Ce lundi, plusieurs policiers se sont présentés devant les grilles du palais de l'Élysée, sur demande d'un juge, en vue de perquisitionner des services de la présidence. Ces derniers ont vu l'accès leur être refusé en raison de l'article 67 de la Constitution. Mais que dit cet article ?
L'Élysée dans le viseur de la police judiciaire. Ce lundi, dans le cadre d'une enquête sur les conditions d'attribution de l'organisation des cérémonies d'entrée au Panthéon, plusieurs policiers ont tenté de perquisitionner des services de la présidence de l'Élysée. Ces derniers n'ont pas pu entrer. Mais que dit cet article ?
Sur quoi enquête la police judiciaire ?
L'enquête en question concerne l'attribution à la même société, Shortcut Events, de l'organisation de l'ensemble des cérémonies de panthéonisation de 2002 à 2024. Chaque cérémonie était d'ailleurs facturée jusqu'à deux millions d'euros à l'État.
Une information judiciaire a été ouverte à l'automne 2025 pour des faits de "favoritisme", "prise illégale d'intérêt", "corruption" et "trafic d'influence". Ce qui a poussé la justice à ordonner des perquisitions dans certains services de la présidence mais aussi dans certains domiciles.
Mais les grilles du palais présidentiel sont restées closes. Les services de l'Élysée ont invoqué l'article 67 de la Constitution qui entraîne "l'inviolabilité des locaux rattachés à la présidence de la République".
Que dit précisemment l'article 67 ?
L'article 67 instaure l'irresponsabilité du chef de l'État pour la durée de son mandat : "Le Président de la République n'est pas responsable des actes accomplis en cette qualité, sous réserve des dispositions des articles 53-2 et 68. Il ne peut, durant son mandat, faire l'objet d'une action, d'un acte d'information, d'instruction ou de poursuite".
Comme l'explique le Conseil constitutionnel, le chef de l'État peut être tenu responsable de ses actes durant son mandat en cas de "condamnation par la Cour pénale internationale en cas de crimes de génocide, crimes contre l'humanité et de crimes de guerre", mais aussi en cas "de destitution par le Parlement constitué en Haute Cour en cas de manquement à ses devoirs manifestement incompatible avec l'exercice de son mandat".

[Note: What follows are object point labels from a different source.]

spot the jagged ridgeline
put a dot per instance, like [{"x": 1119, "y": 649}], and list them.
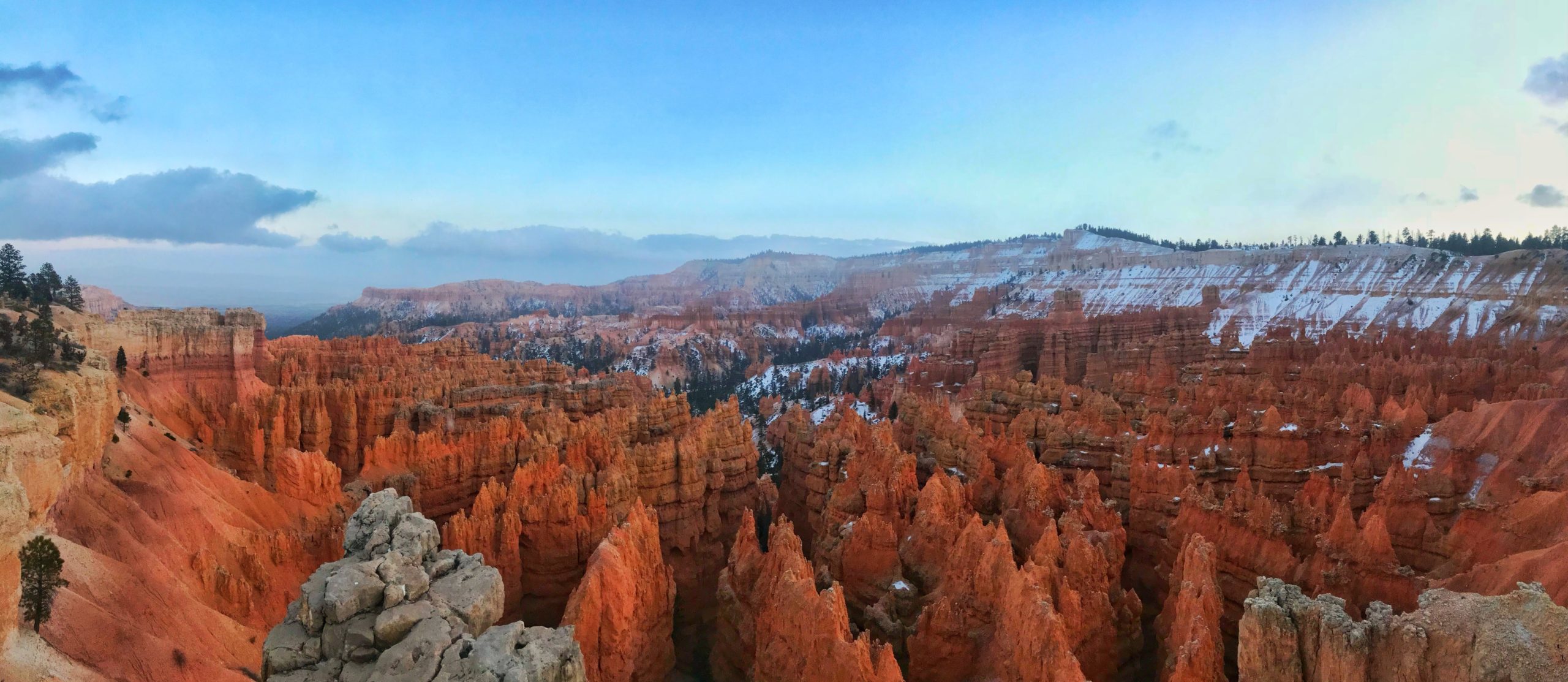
[{"x": 1053, "y": 458}]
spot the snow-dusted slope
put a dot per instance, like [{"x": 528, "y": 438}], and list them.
[{"x": 1321, "y": 287}]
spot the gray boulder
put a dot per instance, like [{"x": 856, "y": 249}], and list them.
[{"x": 401, "y": 609}]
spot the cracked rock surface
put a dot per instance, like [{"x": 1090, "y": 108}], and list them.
[{"x": 401, "y": 609}]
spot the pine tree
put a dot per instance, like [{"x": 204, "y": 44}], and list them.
[
  {"x": 41, "y": 568},
  {"x": 41, "y": 336},
  {"x": 71, "y": 295},
  {"x": 13, "y": 275},
  {"x": 38, "y": 292}
]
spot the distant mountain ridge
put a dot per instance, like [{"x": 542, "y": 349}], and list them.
[{"x": 1518, "y": 292}]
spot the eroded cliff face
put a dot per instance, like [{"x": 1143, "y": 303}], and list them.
[
  {"x": 399, "y": 607},
  {"x": 1088, "y": 494},
  {"x": 623, "y": 610},
  {"x": 48, "y": 445},
  {"x": 1451, "y": 637}
]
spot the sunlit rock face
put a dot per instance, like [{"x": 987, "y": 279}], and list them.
[{"x": 1043, "y": 460}]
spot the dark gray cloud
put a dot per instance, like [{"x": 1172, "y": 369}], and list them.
[
  {"x": 52, "y": 80},
  {"x": 60, "y": 82},
  {"x": 568, "y": 243},
  {"x": 228, "y": 275},
  {"x": 1548, "y": 80},
  {"x": 21, "y": 157},
  {"x": 184, "y": 206},
  {"x": 347, "y": 243},
  {"x": 1545, "y": 197},
  {"x": 1170, "y": 137}
]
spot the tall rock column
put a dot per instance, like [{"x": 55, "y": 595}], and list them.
[
  {"x": 623, "y": 610},
  {"x": 1189, "y": 627}
]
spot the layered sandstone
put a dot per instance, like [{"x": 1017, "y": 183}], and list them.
[
  {"x": 623, "y": 609},
  {"x": 1452, "y": 637},
  {"x": 397, "y": 607}
]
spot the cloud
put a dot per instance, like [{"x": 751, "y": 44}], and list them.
[
  {"x": 568, "y": 243},
  {"x": 1545, "y": 197},
  {"x": 1548, "y": 80},
  {"x": 183, "y": 206},
  {"x": 60, "y": 82},
  {"x": 21, "y": 157},
  {"x": 1170, "y": 137},
  {"x": 347, "y": 243},
  {"x": 52, "y": 80},
  {"x": 110, "y": 112}
]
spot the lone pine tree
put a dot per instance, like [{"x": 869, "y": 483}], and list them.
[{"x": 41, "y": 566}]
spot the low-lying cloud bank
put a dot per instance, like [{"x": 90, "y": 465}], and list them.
[
  {"x": 549, "y": 242},
  {"x": 339, "y": 265}
]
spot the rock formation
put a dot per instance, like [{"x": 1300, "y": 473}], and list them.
[
  {"x": 1457, "y": 637},
  {"x": 623, "y": 610},
  {"x": 777, "y": 626},
  {"x": 399, "y": 607}
]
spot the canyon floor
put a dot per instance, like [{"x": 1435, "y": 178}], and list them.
[{"x": 1070, "y": 458}]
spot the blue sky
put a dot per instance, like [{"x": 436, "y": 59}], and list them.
[{"x": 933, "y": 123}]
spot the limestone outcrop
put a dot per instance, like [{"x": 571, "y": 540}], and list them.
[
  {"x": 399, "y": 607},
  {"x": 623, "y": 610},
  {"x": 1520, "y": 637}
]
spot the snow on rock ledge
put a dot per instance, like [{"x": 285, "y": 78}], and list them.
[{"x": 401, "y": 609}]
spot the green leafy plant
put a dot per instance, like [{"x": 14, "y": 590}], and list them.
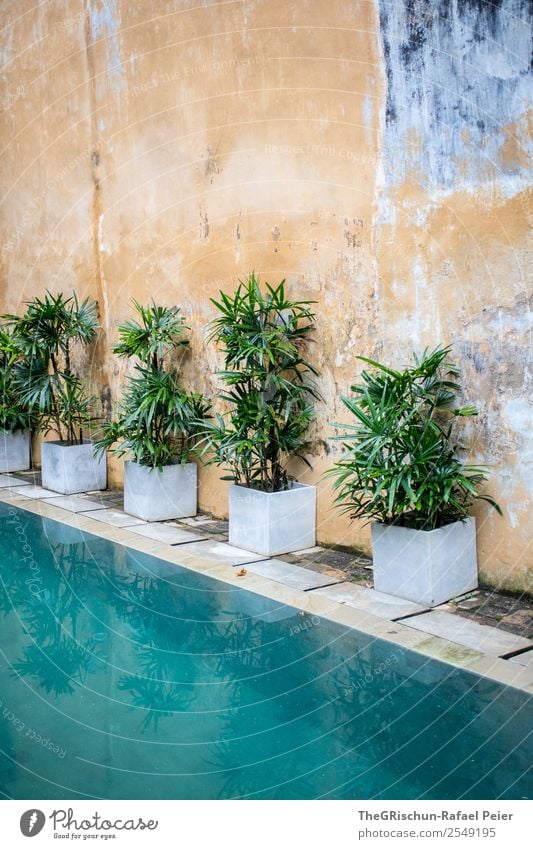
[
  {"x": 401, "y": 465},
  {"x": 14, "y": 414},
  {"x": 269, "y": 385},
  {"x": 44, "y": 379},
  {"x": 157, "y": 420}
]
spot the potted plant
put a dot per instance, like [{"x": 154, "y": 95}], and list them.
[
  {"x": 45, "y": 381},
  {"x": 157, "y": 420},
  {"x": 15, "y": 416},
  {"x": 269, "y": 392},
  {"x": 401, "y": 470}
]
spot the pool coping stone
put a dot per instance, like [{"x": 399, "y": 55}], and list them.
[{"x": 503, "y": 671}]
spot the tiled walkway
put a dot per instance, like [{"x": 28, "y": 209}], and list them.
[{"x": 328, "y": 574}]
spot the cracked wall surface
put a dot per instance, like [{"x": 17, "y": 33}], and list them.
[{"x": 376, "y": 156}]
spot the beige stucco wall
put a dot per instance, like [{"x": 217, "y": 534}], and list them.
[{"x": 371, "y": 153}]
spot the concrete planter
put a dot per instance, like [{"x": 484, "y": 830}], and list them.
[
  {"x": 72, "y": 468},
  {"x": 428, "y": 567},
  {"x": 156, "y": 495},
  {"x": 14, "y": 451},
  {"x": 272, "y": 522}
]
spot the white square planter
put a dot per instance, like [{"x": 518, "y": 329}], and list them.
[
  {"x": 72, "y": 468},
  {"x": 156, "y": 495},
  {"x": 428, "y": 567},
  {"x": 14, "y": 451},
  {"x": 272, "y": 522}
]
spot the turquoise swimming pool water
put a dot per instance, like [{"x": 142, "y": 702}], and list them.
[{"x": 126, "y": 677}]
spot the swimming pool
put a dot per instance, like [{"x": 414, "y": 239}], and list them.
[{"x": 126, "y": 677}]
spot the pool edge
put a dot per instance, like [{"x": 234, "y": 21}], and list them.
[{"x": 504, "y": 672}]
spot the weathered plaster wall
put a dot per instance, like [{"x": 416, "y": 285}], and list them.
[{"x": 374, "y": 153}]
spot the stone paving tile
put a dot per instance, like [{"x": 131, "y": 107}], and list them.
[
  {"x": 380, "y": 604},
  {"x": 166, "y": 532},
  {"x": 354, "y": 567},
  {"x": 524, "y": 659},
  {"x": 289, "y": 574},
  {"x": 113, "y": 517},
  {"x": 483, "y": 638},
  {"x": 31, "y": 491},
  {"x": 323, "y": 568},
  {"x": 12, "y": 480},
  {"x": 74, "y": 504},
  {"x": 220, "y": 553}
]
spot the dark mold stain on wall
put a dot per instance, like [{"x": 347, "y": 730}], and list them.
[{"x": 458, "y": 88}]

Cet article évoque la responsabilité personnelle du président de la République et jamais les locaux au service de la présidence. Mais cette notion est déduite du fait que le président ne peut faire l'objet d'aucun acte "d'instruction". Une perquisition d'un service lié à l'activité du chef de l'État irait donc à l'encontre de l'article 67.
Concernant cette enquête, les services de la présidence ont indiqué que "les documents des agents de l'Élysée, détachables de l'activité du chef de l'État, et ainsi, communicables, leur seraient transmis sur demande". Une manière de garantir le bon déroulement des investigations.